Fully remote workers are less likely than the average worker to report themselves to be “thriving,” according to a new Gallup poll. They are more likely than on-site workers to describe themselves as stressed, angry, lonely, or sad. It’s on the sadness and loneliness where the gap is biggest: Fully remote workers are about 35% more likely to experience sadness and loneliness than are in-office workers. Hybrid workers generally land in the middle.
Why might this be?
The most obvious problem is the lack of boundaries. It’s harder to tell when you’re working and when you’re hanging out at home — you’re always sort of doing both. Maybe that’s not great for thriving.
Maybe it’s the loss of rituals, as Vibhas Ratanjee at Forbes suggests. He argues that even exchanging business cards carries meaning and builds a sense of worth and connection.
That’s surely part of it, but there’s a bigger story here.
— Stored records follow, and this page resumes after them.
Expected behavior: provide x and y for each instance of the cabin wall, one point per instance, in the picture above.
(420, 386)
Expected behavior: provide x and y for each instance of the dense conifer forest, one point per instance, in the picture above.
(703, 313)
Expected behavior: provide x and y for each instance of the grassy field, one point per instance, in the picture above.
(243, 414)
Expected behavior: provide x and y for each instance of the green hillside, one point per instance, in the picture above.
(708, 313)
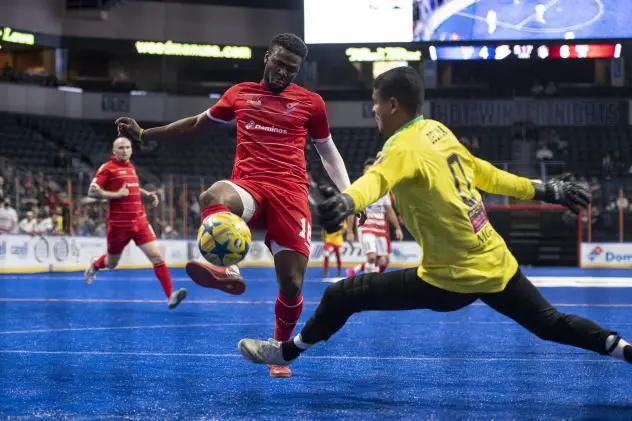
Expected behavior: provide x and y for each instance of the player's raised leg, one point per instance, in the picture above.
(397, 290)
(290, 269)
(222, 196)
(117, 239)
(106, 260)
(161, 270)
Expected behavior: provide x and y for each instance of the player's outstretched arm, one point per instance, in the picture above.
(333, 163)
(178, 130)
(558, 190)
(562, 191)
(95, 191)
(394, 165)
(392, 218)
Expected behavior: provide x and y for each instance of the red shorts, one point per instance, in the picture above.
(283, 212)
(334, 247)
(119, 236)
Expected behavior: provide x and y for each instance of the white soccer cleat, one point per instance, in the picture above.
(262, 352)
(90, 275)
(176, 298)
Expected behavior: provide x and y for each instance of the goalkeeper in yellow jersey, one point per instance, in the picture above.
(436, 183)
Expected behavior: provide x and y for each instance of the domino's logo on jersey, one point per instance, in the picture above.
(251, 125)
(291, 107)
(596, 252)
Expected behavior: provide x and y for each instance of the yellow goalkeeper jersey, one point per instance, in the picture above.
(436, 181)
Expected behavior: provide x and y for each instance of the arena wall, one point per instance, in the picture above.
(160, 21)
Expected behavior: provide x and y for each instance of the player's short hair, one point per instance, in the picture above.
(403, 84)
(290, 42)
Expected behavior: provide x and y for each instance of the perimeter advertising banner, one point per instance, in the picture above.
(24, 254)
(606, 255)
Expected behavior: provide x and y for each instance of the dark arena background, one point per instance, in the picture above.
(538, 88)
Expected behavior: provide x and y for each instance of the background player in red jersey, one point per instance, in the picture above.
(268, 187)
(117, 182)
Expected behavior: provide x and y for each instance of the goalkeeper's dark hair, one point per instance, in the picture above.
(405, 85)
(291, 42)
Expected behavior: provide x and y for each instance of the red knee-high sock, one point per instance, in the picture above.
(162, 272)
(287, 312)
(100, 262)
(210, 210)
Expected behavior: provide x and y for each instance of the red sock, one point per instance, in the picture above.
(100, 262)
(210, 210)
(162, 272)
(287, 312)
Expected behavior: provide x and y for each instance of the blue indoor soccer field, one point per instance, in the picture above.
(113, 350)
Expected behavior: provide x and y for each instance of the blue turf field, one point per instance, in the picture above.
(114, 351)
(585, 18)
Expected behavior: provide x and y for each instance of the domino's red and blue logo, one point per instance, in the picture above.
(596, 252)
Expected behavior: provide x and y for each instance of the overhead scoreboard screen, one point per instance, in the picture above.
(403, 21)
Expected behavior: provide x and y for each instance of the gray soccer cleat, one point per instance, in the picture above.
(262, 352)
(176, 298)
(90, 275)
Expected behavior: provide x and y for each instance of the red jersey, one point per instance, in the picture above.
(112, 176)
(272, 130)
(376, 221)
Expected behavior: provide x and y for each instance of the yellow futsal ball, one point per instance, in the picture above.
(224, 239)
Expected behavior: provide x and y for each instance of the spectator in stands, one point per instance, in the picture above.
(544, 153)
(595, 191)
(550, 89)
(537, 88)
(8, 218)
(476, 144)
(45, 224)
(618, 167)
(28, 224)
(583, 182)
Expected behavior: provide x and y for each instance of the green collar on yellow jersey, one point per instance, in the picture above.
(391, 139)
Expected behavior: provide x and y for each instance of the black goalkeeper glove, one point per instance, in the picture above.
(335, 209)
(563, 192)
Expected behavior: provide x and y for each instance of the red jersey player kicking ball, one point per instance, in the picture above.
(268, 187)
(117, 182)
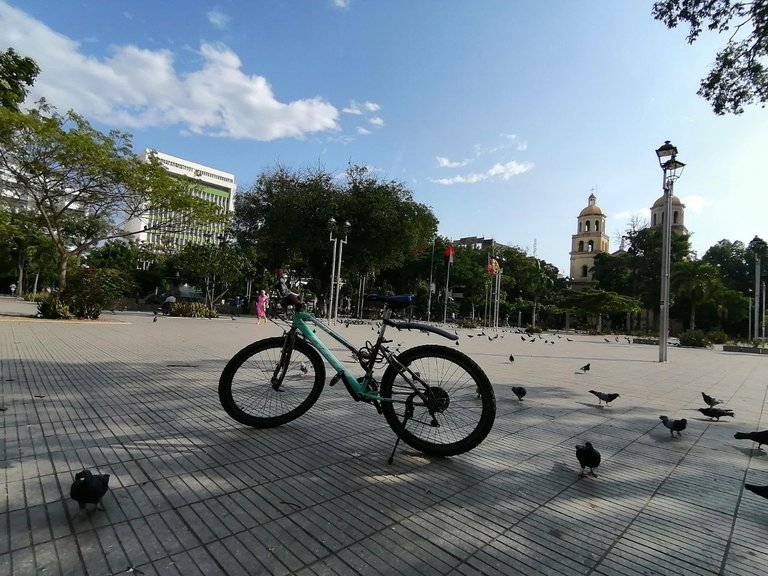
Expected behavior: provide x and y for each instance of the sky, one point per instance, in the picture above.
(503, 116)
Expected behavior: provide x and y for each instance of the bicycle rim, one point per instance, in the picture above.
(459, 388)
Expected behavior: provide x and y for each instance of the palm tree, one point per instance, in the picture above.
(695, 282)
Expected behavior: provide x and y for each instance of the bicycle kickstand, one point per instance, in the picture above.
(408, 414)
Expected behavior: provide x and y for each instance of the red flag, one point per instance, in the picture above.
(448, 253)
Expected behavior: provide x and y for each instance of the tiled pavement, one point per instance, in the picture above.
(193, 492)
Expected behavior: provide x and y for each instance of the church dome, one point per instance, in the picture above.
(592, 209)
(675, 201)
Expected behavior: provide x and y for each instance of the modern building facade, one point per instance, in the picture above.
(590, 239)
(213, 185)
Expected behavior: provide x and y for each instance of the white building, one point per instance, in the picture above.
(212, 185)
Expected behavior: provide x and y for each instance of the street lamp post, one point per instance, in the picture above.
(672, 169)
(431, 267)
(331, 226)
(347, 228)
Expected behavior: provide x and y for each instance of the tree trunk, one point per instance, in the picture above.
(62, 270)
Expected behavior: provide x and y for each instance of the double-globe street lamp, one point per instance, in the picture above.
(333, 303)
(672, 168)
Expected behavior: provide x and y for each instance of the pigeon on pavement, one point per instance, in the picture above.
(759, 437)
(604, 396)
(716, 412)
(674, 425)
(588, 457)
(759, 490)
(709, 401)
(89, 488)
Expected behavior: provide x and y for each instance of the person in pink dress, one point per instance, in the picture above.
(261, 307)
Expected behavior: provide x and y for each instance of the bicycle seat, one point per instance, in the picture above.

It turns out that what we do when we work isn’t exactly what we might think we’re doing.
That is, work, for humans, is not merely trading labor for remuneration. Sure, if you want to be reductive and quite literal, your job is where you trade your labor for currency and health insurance. But human happiness is not best understood through such materialistic and literal thinking.
Unlike, say, amoebas, we are creatures that need to believe we are needed. We need to laugh about things, even more so about banal or serious things. We also need to be able to tell people, in person, about ourselves. We also need occasional changes of scenery — how illogical is that! Why should it matter where we are sitting?!
If you need to ask a question, why can’t you just email, text, or schedule a video call? Why should impromptu interactions have any more value than planned ones?
We may not have a great answer to these “why” questions, but the data sure suggest that we can’t quite replace in-person connections with remote ones, however fast our internet is.
It turns out we may understand ourselves less than we thought we did — and so it’s good as we work through these questions to work together.